The BIDA Executive Chairman also suggested for taking all the necessary preparations for successful LDC graduation, increasing the tax-GDP ratio and further expanding the tax net, increasing efficiency, ensuring human resource development, putting emphasis on export diversification and the services sector.

Commerce Secretary Md Jafar Uddin said although LDC graduation would pose a "challenge" for the country, the government is ready enough to face this challenge.

"There is no reason to get frightened. We are continuing with our efforts to get duty and quota-free access from many countries," he added.

Jafar said the government has been continuing discussions with the EU and other countries for extending the transition period after LDC graduation while efforts are on to strike some 11 FTAs and PTAs by next year.

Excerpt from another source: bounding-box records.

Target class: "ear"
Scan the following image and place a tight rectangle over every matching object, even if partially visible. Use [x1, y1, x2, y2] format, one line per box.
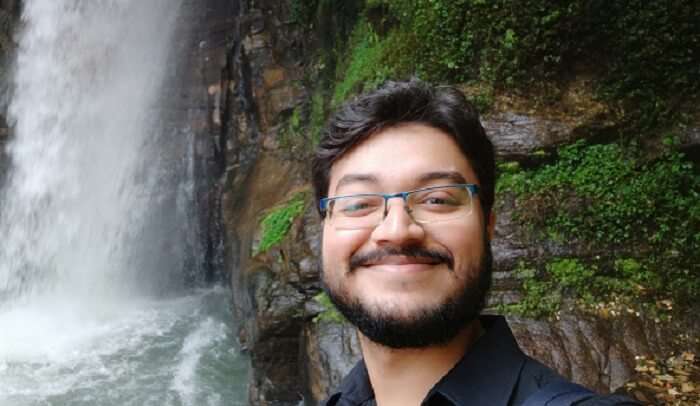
[486, 209, 496, 241]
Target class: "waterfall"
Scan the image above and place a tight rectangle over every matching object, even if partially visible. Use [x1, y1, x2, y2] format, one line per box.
[0, 0, 193, 307]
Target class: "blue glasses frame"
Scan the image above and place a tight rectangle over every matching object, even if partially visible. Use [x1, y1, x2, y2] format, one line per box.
[318, 183, 479, 217]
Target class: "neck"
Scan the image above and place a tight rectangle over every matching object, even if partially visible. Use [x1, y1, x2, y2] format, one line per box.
[360, 319, 481, 406]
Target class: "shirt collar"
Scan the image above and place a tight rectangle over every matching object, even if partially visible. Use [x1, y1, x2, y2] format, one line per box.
[426, 316, 526, 405]
[328, 316, 526, 405]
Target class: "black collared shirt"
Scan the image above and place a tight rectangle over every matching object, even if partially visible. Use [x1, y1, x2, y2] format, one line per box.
[322, 316, 637, 406]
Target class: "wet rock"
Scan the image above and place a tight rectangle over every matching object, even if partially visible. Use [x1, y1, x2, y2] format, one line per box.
[263, 67, 285, 88]
[303, 322, 361, 404]
[482, 111, 574, 160]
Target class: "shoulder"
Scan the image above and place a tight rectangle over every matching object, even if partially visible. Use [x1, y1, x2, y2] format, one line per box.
[321, 360, 374, 406]
[575, 395, 641, 406]
[511, 357, 640, 406]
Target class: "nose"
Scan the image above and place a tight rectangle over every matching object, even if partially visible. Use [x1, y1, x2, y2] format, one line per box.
[372, 199, 425, 245]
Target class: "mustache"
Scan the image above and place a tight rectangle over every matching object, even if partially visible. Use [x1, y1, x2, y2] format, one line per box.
[349, 246, 454, 272]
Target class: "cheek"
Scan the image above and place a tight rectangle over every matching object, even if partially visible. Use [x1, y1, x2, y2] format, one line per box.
[435, 224, 484, 268]
[321, 224, 365, 278]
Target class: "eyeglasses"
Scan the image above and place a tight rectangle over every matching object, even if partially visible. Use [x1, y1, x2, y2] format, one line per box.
[319, 184, 479, 230]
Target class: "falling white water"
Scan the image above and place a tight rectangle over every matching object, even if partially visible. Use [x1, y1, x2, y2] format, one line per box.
[0, 0, 252, 406]
[0, 0, 184, 304]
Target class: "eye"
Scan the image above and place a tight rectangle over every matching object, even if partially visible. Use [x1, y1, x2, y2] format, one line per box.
[335, 196, 383, 217]
[418, 192, 459, 206]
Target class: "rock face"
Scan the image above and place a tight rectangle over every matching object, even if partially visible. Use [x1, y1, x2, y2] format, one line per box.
[173, 0, 697, 405]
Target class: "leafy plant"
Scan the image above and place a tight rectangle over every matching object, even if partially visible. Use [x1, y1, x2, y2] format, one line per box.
[313, 292, 345, 323]
[255, 192, 306, 255]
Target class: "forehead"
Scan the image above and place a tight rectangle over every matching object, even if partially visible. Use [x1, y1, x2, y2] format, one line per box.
[329, 123, 478, 195]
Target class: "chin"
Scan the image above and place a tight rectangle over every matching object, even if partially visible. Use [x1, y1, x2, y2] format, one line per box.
[324, 241, 493, 349]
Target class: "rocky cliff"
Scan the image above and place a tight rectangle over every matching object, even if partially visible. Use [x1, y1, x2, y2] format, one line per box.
[0, 0, 684, 405]
[190, 0, 699, 405]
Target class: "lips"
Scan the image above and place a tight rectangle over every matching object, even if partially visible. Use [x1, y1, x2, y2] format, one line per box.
[349, 246, 454, 272]
[360, 255, 441, 267]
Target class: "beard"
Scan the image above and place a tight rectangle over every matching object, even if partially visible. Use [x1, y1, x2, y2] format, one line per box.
[324, 233, 493, 349]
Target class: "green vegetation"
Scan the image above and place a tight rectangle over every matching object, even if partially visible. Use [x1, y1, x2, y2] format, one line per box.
[497, 138, 700, 316]
[333, 20, 391, 105]
[314, 0, 700, 131]
[313, 292, 345, 323]
[289, 0, 700, 316]
[255, 192, 306, 255]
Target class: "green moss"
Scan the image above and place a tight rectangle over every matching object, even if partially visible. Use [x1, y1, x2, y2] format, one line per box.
[255, 192, 306, 255]
[322, 0, 700, 132]
[313, 292, 345, 323]
[497, 137, 700, 314]
[309, 88, 326, 146]
[333, 21, 391, 106]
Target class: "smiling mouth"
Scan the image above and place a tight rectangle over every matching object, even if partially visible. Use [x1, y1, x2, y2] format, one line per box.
[362, 255, 442, 267]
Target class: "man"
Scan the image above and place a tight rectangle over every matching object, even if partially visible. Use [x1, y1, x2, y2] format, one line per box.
[313, 80, 635, 406]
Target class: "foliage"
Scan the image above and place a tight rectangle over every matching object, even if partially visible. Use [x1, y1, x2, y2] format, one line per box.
[497, 138, 700, 315]
[255, 192, 306, 255]
[309, 88, 326, 145]
[333, 21, 391, 106]
[313, 292, 345, 323]
[322, 0, 700, 130]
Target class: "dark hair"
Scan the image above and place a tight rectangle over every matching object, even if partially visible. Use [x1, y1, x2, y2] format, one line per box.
[311, 79, 496, 221]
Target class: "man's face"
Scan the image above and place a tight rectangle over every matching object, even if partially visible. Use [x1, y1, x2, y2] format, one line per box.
[323, 124, 490, 348]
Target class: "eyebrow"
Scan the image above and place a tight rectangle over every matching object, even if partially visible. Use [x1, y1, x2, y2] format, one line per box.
[335, 173, 379, 191]
[335, 171, 467, 191]
[418, 171, 467, 184]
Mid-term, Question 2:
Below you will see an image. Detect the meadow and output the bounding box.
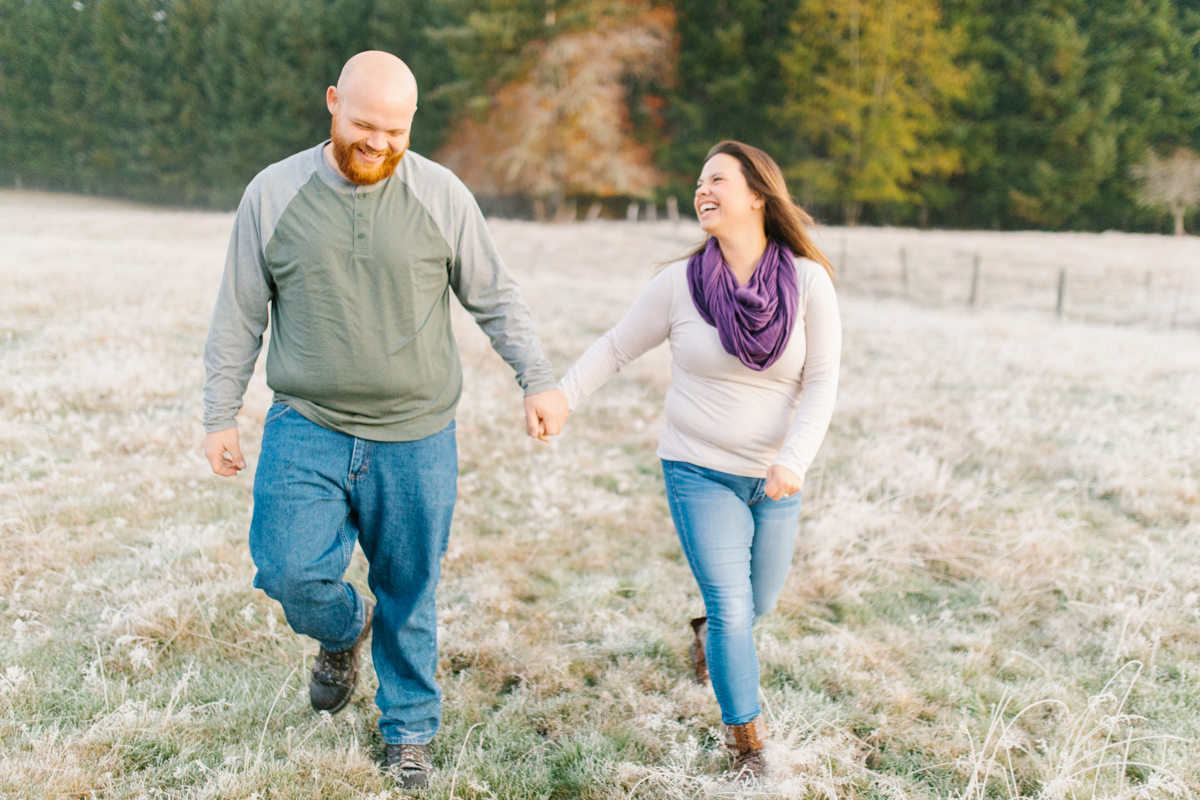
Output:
[0,192,1200,800]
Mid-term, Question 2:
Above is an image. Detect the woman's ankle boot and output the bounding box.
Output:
[727,716,767,781]
[688,616,708,686]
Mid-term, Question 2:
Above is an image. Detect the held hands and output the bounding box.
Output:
[762,464,804,500]
[204,428,246,477]
[526,389,570,441]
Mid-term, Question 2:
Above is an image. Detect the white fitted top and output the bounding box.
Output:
[559,258,841,479]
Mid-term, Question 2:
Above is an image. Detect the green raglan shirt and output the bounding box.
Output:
[204,143,554,441]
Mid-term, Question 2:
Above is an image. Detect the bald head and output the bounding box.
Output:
[336,50,416,109]
[325,50,416,184]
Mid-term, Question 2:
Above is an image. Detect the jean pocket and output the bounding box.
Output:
[263,403,292,425]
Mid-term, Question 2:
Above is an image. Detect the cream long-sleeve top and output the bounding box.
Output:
[559,258,841,479]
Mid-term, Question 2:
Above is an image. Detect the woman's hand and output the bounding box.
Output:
[763,464,804,500]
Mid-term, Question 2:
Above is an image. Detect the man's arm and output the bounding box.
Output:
[450,184,568,441]
[204,185,271,477]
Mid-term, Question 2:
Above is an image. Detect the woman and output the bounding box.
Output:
[559,142,841,778]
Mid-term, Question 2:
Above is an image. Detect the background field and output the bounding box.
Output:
[0,192,1200,800]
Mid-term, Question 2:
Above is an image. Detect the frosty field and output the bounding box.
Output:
[0,192,1200,800]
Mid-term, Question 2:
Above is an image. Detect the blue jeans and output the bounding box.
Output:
[250,403,458,745]
[662,461,800,724]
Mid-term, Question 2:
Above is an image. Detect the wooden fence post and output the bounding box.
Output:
[1055,270,1067,319]
[967,253,979,308]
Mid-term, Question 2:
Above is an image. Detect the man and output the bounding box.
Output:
[204,52,566,787]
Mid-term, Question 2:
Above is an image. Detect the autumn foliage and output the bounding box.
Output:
[437,4,674,214]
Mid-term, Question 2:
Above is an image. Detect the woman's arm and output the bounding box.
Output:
[558,266,678,411]
[775,269,841,481]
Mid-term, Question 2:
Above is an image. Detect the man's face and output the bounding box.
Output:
[326,86,416,184]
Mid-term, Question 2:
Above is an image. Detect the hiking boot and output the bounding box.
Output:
[308,597,374,714]
[688,616,708,686]
[383,745,433,789]
[726,716,767,781]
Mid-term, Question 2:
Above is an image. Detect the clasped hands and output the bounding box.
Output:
[526,389,570,441]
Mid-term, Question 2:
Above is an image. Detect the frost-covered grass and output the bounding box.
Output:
[0,193,1200,800]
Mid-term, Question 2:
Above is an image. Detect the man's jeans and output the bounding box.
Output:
[662,461,800,724]
[250,403,458,744]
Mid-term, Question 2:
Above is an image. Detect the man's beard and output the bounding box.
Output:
[329,119,407,185]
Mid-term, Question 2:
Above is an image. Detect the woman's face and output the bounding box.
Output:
[695,152,764,237]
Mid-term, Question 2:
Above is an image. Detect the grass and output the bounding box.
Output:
[0,193,1200,800]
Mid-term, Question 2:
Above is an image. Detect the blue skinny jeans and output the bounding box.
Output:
[250,403,458,744]
[662,461,800,724]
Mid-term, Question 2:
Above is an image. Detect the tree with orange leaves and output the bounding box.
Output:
[437,2,674,215]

Such bilateral instrument with Nepal is likely to be signed by January 2021, he said.

The Commerce Secretary said with the formulation of the Halal Food certification authority, its export could be enhanced to $10 billion from the current level of $1 billion and thus it could help to gain a surplus of $3 billion as the LDC graduation is expected to incur a loss of $7 billion.

He also informed that the government has been putting due importance on leather, plastic products, light engineering, agro-based products, jute and pharmaceuticals to increase the competitive edge of those items.

Dr Abdur Razzaque in his presentation showed that Bangladesh could make 10 per cent cost saving through exchange rate adjustments, reducing the cost of doing business, productivity improvement, technological upgradation, efficiency gains through improved customs procedures, inland transportation system, capping interest rates - despite its other consequences - will also help boost competitiveness.

He also suggested for continuing efforts to gain GSP plus facility from EU through proactive influence, continuing persuasion for gradual phasing out of facilities as the tariff for Bangladesh could even rise up to 9.5 to 10 per cent after the graduation, and seeking extended transition period from China.

Noting that the "mad rush" for FTAs is not a good sign, he said the country definitely needs to sign more FTA and PTAs, but those should have to be done considering their benefits for Bangladesh.